Norburton Hall was originally a fortified farm dating back to the 1640s.

An old photo of Norburton Hall How the hall looks now

Just before being extensively renovated in 1902, the building now known as Norburton Hall was referred to as Squire Brown’s buildings and consisted of a large farmhouse, a dairy now called Dairy Cottage annexe, to the west side of the main building, Stables to the east, and a Gardener’s Cottage adjoining a threshing barn to the north of the main hall. Next to the barn is a low one-storey building which is shown on plans as cow stalls. Amongst other outbuildings there was also a Cider House to the South East.

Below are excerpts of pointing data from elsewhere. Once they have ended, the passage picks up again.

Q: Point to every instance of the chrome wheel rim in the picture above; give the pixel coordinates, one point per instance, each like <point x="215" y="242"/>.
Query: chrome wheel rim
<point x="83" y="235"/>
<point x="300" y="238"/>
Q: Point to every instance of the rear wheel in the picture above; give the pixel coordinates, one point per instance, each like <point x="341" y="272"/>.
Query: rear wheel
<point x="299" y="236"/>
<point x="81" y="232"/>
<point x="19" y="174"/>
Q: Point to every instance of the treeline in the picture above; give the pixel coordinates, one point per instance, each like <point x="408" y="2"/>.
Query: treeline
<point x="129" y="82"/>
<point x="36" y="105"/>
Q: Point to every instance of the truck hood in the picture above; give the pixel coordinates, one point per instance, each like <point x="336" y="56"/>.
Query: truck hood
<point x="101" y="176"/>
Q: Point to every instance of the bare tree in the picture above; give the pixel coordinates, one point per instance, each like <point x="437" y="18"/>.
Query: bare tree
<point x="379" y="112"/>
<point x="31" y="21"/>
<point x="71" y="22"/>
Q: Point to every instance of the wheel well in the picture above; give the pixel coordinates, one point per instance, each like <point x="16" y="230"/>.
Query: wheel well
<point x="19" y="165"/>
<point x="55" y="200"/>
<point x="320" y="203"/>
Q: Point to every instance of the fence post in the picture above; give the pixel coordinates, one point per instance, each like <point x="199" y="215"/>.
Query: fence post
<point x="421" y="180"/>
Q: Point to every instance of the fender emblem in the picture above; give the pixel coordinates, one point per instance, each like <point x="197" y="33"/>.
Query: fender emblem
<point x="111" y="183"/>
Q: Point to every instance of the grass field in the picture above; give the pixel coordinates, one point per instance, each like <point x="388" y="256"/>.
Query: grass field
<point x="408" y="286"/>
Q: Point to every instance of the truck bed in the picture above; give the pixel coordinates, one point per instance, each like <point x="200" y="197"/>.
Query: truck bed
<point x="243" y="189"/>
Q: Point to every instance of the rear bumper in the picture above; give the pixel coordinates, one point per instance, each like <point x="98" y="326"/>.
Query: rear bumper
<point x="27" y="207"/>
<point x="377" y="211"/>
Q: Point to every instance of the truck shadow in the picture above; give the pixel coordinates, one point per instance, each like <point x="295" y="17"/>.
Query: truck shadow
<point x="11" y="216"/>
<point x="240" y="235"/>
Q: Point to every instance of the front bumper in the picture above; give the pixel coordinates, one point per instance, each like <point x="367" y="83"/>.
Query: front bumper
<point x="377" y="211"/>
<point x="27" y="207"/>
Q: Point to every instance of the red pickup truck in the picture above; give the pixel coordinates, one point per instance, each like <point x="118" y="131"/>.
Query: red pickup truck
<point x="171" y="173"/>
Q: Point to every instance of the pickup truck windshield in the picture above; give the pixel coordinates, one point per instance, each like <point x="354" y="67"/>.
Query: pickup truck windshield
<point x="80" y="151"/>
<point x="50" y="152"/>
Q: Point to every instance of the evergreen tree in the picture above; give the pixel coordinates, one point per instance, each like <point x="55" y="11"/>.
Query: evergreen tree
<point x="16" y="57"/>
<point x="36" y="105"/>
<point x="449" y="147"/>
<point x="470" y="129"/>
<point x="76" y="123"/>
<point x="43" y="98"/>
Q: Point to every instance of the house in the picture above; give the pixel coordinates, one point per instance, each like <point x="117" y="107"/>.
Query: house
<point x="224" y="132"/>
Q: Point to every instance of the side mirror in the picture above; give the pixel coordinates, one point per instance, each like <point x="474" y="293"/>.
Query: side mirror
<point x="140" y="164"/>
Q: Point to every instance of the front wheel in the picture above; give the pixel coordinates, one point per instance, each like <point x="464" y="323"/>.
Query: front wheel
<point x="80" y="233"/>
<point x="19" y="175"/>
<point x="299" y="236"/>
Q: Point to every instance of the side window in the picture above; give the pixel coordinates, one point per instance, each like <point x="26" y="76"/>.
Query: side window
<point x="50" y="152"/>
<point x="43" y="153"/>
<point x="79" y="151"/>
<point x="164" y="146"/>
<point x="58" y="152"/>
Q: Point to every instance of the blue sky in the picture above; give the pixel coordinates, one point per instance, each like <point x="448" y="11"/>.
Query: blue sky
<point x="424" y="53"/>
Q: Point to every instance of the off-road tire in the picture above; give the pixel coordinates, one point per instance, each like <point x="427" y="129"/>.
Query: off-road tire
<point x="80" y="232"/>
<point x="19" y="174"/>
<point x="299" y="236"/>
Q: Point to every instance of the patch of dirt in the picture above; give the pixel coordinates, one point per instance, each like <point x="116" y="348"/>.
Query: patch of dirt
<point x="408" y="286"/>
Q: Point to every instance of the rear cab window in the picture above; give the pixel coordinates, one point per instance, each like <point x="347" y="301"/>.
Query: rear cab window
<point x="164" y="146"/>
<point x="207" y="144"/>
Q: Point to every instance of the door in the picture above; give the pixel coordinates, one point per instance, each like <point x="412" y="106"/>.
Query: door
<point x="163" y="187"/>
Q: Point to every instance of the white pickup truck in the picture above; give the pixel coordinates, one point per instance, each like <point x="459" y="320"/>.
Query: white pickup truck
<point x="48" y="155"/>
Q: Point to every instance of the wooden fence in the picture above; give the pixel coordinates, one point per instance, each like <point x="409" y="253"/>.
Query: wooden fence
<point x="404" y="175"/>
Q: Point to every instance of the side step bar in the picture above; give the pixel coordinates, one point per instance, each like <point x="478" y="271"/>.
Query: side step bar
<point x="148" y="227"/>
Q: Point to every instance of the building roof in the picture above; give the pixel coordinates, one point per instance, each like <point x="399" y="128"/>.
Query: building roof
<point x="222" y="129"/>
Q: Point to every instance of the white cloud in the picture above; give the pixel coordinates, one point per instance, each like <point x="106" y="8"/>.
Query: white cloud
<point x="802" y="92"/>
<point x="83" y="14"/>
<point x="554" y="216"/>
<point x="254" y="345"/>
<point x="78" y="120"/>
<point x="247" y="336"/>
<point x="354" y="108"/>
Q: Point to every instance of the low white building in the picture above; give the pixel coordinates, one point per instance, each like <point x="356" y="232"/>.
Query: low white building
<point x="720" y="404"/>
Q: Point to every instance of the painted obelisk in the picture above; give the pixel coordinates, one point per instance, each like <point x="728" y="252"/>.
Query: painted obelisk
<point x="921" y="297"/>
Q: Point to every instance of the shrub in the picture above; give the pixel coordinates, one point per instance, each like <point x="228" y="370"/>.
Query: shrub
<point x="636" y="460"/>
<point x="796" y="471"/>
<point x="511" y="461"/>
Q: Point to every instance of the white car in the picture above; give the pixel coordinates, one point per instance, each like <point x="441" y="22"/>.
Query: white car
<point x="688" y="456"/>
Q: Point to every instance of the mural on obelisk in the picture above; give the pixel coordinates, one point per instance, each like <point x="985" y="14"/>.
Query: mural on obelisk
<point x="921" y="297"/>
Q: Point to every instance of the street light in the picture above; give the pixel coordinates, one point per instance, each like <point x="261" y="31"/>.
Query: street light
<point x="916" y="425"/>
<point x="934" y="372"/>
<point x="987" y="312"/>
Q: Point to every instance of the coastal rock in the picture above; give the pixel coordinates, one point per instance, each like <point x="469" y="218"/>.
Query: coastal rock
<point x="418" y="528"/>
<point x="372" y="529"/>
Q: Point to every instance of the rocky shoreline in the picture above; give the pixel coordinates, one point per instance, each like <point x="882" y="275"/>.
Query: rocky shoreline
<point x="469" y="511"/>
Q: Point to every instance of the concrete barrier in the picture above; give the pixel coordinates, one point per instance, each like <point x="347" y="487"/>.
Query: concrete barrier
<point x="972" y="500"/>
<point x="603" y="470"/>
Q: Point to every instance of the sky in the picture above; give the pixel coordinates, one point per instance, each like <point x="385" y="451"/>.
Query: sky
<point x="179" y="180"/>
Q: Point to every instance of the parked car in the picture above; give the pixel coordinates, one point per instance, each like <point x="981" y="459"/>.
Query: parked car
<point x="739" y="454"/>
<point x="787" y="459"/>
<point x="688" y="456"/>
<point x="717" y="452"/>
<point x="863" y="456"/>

The name, Norburton House was adopted in 1902 when the owner, Edward T Sturdy (1860–1957) commissioned his uncle, who was an architect, to undertake major refurbishment and building works. A wing was added incorporating the main hall with its elaborately carved staircase and the leaded window together with the 3 guest bedrooms all of which reflect the Arts and Crafts movement.


Edward Sturdy had been a property developer based in London and his move to the countryside coincided with a revival in the use of traditional crafts as an antidote to mass production. The carved staircase and detailed stonemasonry in the main hall are wonderful examples of the Arts and Crafts movement. Edward Sturdy also studied philosophy and gained a reputation as a Sanskrit scholar and translator. His interest in Eastern cultures led him to travel quite extensively and it appears that it brought him into contact with Walter Crane, one of the founders of the Arts and Crafts movement. Walter Crane designed an elegant fireplace with peacocks in the East wing of the house. Evidence of Sturdy’s interests and travels is prevalent in the house and the grounds:


• The magnificent evergreens in the grounds are Cupressus Macrocarpas brought back from his travels in New Zealand
• The fireplace in the dining room incorporates peacocks, an important symbol in Islamic, Ancient Persian, Greek and Christian cultures representing purity, truth, wisdom and immortality.


An ornate overmantel in Norburton House (Edward Toronto Sturdy).
An ornate overmantel in Norburton House (Edward Toronto Sturdy).

The Sanskrit inscription (prayer) over the fire place in the main hall “SATYAT NASTI PARA DORMA” has been translated by the British Museum to read ‘There is no higher law than truth’.